Tak hanya itu. Omnibus Law juga merusak lingkungan dan keamanan tanah adat. Konflik antara rakyat dan investor tambang di Halmahera, misalnya, muncul akibat penerapan Omnibus Law. Ironisnya, pemerintah selalu mendukung investor. Suara rakyat pun tidak didengarkan. Film pendek Bloody Nickel yang dibuat LSM Jatam dan Greenpeace menggambarkan penderitaan rakyat di lokasi pertambangan nikel di Maluku. Sangat mengenaskan posisi rakyat dalam wilayah pertambangan nikel.

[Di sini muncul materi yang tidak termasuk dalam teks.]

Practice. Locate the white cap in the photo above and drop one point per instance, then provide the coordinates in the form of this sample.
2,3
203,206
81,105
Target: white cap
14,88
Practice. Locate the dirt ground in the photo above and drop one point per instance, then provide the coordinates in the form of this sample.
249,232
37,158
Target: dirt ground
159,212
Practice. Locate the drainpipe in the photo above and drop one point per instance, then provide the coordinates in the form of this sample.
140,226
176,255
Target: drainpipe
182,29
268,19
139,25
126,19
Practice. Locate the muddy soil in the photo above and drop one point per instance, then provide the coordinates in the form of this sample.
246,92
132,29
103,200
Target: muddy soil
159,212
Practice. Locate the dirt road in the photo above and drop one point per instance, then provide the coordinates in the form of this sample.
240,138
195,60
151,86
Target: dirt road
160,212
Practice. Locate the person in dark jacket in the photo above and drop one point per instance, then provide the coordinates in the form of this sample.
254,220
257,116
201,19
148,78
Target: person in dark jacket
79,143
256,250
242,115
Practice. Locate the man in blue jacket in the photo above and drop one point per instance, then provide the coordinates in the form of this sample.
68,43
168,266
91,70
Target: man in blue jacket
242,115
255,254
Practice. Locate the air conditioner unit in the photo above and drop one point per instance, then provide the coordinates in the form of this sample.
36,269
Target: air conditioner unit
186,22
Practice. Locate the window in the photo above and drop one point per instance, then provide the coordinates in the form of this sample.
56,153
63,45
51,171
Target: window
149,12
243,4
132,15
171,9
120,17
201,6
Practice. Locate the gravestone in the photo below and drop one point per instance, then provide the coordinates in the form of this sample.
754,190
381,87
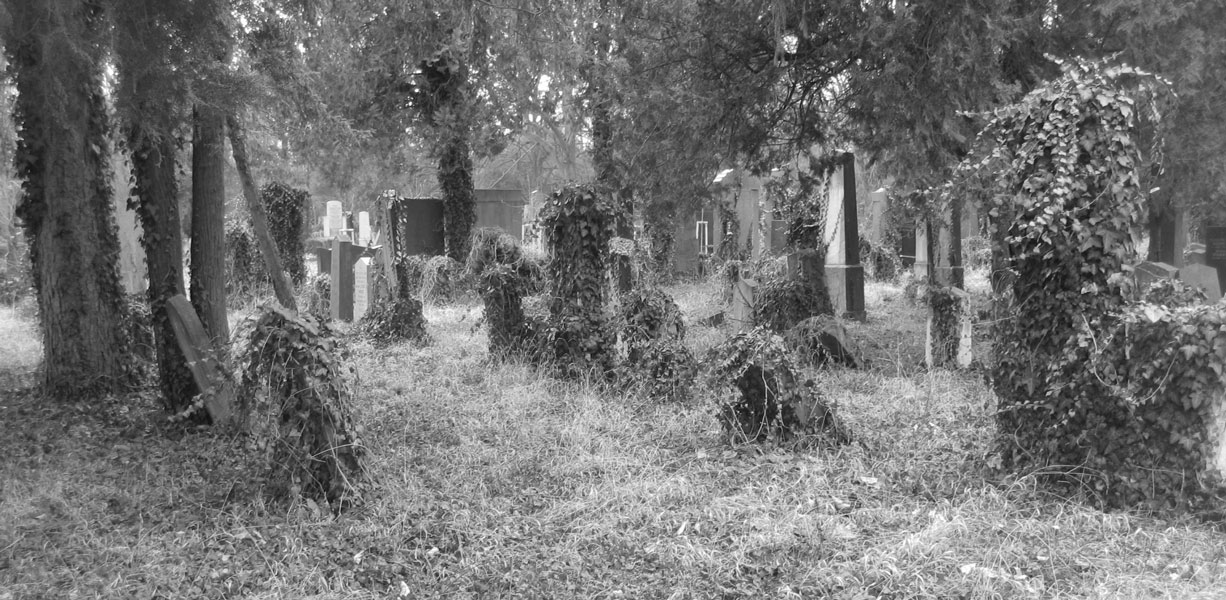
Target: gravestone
877,204
845,275
922,266
363,228
947,258
1203,276
335,219
206,369
1194,254
1215,250
1148,273
362,287
345,254
743,304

Itulah dampak dari kebijakan pemerintah yang membonsai demokrasi. Ternyata hukum tanpa demokrasi akan melahirkan anarki. Itu terlihat di wilayah pertambangan nikel.

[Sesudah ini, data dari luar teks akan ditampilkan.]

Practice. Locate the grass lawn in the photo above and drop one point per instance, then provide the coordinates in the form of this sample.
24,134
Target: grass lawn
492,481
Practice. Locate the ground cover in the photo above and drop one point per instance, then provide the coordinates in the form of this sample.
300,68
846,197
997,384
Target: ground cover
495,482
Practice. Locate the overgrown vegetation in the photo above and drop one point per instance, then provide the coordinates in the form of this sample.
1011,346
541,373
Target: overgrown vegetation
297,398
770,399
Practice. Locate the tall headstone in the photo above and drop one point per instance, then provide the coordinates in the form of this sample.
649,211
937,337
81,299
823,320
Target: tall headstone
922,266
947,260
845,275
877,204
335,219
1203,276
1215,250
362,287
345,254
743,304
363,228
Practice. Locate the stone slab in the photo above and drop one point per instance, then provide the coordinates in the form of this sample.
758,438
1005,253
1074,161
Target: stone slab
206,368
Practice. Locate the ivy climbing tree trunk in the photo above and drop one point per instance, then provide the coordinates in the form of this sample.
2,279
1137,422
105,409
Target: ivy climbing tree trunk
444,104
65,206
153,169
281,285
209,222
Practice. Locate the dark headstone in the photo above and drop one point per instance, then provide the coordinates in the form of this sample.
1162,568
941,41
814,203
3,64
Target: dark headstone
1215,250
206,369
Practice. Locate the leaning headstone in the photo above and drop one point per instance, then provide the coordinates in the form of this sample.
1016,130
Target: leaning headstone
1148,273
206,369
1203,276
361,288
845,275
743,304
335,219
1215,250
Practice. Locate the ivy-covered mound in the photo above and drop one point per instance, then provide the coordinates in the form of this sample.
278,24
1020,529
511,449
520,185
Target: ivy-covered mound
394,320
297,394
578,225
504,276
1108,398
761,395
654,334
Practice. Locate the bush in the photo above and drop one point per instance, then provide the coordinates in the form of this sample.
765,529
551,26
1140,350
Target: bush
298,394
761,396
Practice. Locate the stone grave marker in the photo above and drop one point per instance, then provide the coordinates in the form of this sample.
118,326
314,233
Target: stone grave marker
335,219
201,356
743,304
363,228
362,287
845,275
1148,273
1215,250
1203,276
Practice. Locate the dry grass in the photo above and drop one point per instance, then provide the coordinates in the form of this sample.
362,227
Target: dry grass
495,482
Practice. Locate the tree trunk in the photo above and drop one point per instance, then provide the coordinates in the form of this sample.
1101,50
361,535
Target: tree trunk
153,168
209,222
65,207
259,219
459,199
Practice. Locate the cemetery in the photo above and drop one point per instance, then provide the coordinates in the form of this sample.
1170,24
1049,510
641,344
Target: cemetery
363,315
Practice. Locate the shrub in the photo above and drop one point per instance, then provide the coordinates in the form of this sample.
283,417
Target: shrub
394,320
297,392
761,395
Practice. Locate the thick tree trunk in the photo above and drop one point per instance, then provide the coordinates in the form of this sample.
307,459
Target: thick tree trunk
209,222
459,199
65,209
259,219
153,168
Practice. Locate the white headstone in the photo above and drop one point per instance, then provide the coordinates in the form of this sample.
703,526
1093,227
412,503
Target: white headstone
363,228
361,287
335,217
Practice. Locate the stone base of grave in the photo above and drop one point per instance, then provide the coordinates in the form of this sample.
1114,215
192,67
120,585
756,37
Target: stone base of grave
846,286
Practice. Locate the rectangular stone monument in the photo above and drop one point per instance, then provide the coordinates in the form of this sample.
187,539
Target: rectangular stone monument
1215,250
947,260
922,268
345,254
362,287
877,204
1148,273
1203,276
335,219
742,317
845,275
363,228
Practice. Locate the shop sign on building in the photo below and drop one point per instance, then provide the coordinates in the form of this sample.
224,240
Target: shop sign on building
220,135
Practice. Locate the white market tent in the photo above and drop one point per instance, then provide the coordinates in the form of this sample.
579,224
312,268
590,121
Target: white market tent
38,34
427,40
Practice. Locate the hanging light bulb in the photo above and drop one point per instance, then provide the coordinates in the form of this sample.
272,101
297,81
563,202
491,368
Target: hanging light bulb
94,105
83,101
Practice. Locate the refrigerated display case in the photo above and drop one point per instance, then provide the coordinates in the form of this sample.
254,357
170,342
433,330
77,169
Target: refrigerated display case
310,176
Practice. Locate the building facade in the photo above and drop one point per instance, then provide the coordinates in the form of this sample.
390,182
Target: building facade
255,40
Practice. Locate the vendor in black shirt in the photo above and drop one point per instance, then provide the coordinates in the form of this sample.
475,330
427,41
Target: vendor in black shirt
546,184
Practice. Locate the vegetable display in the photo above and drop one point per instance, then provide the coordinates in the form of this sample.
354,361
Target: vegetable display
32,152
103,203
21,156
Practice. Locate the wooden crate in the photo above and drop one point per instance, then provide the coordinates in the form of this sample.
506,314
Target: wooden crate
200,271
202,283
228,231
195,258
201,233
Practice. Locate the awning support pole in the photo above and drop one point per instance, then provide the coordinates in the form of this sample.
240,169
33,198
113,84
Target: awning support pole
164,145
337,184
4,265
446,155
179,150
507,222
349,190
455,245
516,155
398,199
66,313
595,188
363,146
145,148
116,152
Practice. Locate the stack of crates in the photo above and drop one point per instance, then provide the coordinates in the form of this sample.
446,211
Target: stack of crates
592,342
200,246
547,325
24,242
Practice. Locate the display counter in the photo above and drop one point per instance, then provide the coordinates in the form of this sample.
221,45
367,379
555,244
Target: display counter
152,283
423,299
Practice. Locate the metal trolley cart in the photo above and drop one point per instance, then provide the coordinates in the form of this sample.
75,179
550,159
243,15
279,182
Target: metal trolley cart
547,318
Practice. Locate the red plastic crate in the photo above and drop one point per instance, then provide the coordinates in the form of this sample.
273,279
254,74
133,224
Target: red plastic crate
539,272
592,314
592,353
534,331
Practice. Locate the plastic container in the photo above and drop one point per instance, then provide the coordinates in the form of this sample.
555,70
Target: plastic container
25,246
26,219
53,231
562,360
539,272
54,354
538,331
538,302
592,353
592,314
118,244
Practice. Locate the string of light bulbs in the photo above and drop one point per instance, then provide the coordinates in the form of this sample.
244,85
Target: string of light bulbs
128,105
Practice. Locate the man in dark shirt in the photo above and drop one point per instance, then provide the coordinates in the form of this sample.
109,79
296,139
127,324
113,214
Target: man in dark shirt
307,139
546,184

Sebetulnya tak hanya KPK dan Omnibus Law yang proses revisi dan pembentukannya tidak berlangsung secara demokratis. Tapi juga keputusan-keputusan Mahkamah Konstitusi dan Mahkamah Agung sepanjang tahun 2023 dan 2024, terutama yang terkait dengan Pemilu/Pilpres/Pilkada dirasakan tidak demokratis. Akibatnya, tak sedikit keputusan lembaga tinggi hukum itu yang mencederai keadilan.
Dari gambaran tersebut, terlihat -- pinjam Prof. Dr. Mahfud MD, mantan Ketua Mahkamah Konstitusi dan Menko Polhukam -- usia kemerdekaan Indonesia yang sudah 79 tahun, ternyata belum menghasilkan produk hukum yang menjunjung sila kedua Pancasila: Kemanusiaan yang adil dan beradab.
Menyedihkan. Usia kemerdekaan RI sudah nyaris 10 windu tapi hukum berjalan di tempat. Bahkan makin mundur.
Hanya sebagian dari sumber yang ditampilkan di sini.